Quase ao fim de nossa expedição, navegamos nas águas do Parque Nacional do Jaú, onde está a maior variedade de peixes elétricos do mundo — obviamente, é proibido pescar.

A unidade de conservação ambiental abrange, além do rio com mesmo nome do parque, o Unini, Paunini, o Rio Negro e o Carabinani, onde conhecemos uma grande corredeira que movimentava tanto a água que a fazia espumar. Em um ponto mais calmo, foi possível relaxar em suas pedras e quedas d´água.

Na região, conhecemos Eduardo de Souza, de 52 anos, conhecido como Sibá, guia e fundador de uma comunidade ribeirinha. A bordo de seus conhecimentos, desembarcamos da voadeira na Ilha do Macacos, onde vivem 11 dos primatas.

Hoje, Sibá ajuda na preservação da espécie, porém, no passado eles já estiveram em seu prato:

Já comi macaco, tartaruga, mas hoje entendo a importância desses animais, eles fazem parte da minha vida e do meu trabalho"

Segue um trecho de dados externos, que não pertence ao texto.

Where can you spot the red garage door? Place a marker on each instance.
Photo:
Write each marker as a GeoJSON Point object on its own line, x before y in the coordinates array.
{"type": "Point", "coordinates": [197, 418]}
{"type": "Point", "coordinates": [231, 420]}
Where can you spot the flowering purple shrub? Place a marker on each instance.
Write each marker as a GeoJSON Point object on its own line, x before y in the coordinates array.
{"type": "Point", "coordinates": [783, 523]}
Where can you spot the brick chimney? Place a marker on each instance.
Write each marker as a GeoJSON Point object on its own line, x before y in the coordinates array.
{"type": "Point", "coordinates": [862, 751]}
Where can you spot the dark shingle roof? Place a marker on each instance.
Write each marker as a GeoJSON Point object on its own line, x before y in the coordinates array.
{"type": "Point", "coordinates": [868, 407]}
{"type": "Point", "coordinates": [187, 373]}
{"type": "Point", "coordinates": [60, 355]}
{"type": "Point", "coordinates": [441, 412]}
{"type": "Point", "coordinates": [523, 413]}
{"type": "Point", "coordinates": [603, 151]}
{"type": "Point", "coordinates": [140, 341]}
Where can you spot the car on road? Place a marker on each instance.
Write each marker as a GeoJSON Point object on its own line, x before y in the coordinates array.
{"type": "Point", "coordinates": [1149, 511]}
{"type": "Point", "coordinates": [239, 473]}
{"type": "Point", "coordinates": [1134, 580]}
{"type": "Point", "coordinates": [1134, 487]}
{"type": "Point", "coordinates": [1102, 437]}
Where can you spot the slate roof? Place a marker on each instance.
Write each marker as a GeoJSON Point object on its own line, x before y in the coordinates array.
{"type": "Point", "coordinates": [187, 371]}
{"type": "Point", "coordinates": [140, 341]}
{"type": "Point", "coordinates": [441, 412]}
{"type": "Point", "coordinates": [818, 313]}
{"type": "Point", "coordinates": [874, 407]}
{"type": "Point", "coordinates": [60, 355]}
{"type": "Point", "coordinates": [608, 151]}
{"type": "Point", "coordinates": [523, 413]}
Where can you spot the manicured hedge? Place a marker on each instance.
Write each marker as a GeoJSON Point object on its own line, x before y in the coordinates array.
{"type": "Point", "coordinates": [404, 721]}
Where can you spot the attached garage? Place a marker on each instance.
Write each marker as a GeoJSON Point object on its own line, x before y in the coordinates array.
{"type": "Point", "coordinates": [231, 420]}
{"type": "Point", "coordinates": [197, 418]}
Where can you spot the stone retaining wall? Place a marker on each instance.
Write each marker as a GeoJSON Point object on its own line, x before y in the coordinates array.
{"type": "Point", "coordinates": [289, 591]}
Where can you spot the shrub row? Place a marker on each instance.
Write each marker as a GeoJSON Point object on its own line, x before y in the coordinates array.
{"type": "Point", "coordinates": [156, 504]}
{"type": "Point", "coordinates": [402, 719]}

A chegada do turismo ajudou Sibá a se tornar um protetor da região e dos animais. Por conta própria, ele ajuda na desova de quelônios (tartarugas) da região, cavando em uma ilha para elas desovarem e fiscalizando para que pessoas da comunidade não as capturem.





Comunidades e suas histórias

Durante a viagem, fizemos visitas a comunidades ribeirinhas. Era sempre como adentrar em um mundo à parte: os moldes geralmente se parecem, com o sustento por meio da produção de farinha de mandioca, que é vendida na cidade e dá aos morados recursos para comprar itens como sabão, café e açúcar — o resto é obtido com o roçado e a pesca.

Apesar da distância da cidade, a Comunidade Ribeirinha Mirituba, conta com uma escola, que entrará no projeto Educação Ribeirinha feito pela Expedição Katerre em parceria com a prefeitura de Novo Airão para a reforma de escolas.

No local, conhecemos Maria de Fátima, cujo nome indígena é Katymyry Apurinã, de 63 anos, a última pessoa do local a falar a língua de seu povo apurinã. "Os mais jovens não se interessam em aprender", lamenta.

Na comunidade onde vive Sibá, visitamos uma escola, já reformada pela iniciativa, e acompanhamos o fim de uma das aulas.

Acompanhar de perto os olhos atentos dos alunos e a receptividade com os visitantes nos levam a conhecer as pessoas que residem e ajudam a manter a vida na maior floresta tropical do mundo, um terreno que nos parece inexplorado, quase desconhecido, mas que para eles é a extensão de seu quintal.

Mantendo a Amazônia viva e de pé

Três projetos que ajudam na preservação de espécies e na educação socioambiental das comunidades ribeirinhas

Divulgação

Bicho de Casco

Criado em 2003, o projeto ajuda na preservação de tartarugas e outros quelônios, apoiado pela Expedição Katerre, que disponibiliza transporte para a operação. A iniciativa já devolveu à natureza mais de 22 mil animais vítimas de tráfico. O momento de proteção começa antes dos ovos eclodirem e termina após, quando estão mais fortes e prontos para a soltura. Sete praias são monitoradas e seis comunidades fazem parte do programa.

Giacomo Vicenzo/UOL

Educação Ribeirinha

Yudi Tairo de Oliveira, de 9 anos, gosta de pintar. "O último que eu vi na minha mente foi a frente da escola", conta. O menino está numa escola nova, construída pelo projeto, que visa desenvolver a educação básica em 25 comunidades de Novo Airão, construindo e reformando edifícios escolares. O desenvolvimento do projeto tem a parceria do hotel de selva Mirante do Gavião, da Expedição Katerre e da Prefeitura de Novo Airão.

Divulgação

Fundação Almerinda Malaquias

Murais pintados pelos alunos com elementos da cultura local dão boas-vindas na FAM. Ali, eles têm cursos como agroecologia e biomas e atuam na limpeza de praias e trilhas. Um foco é a geração de renda pela capacitação de jovens e adultos nos ofícios de marchetaria, reciclagem e produção de sabonetes. A ONG atende 40 famílias nas oficinas e mais de 160 crianças nos projetos educacionais.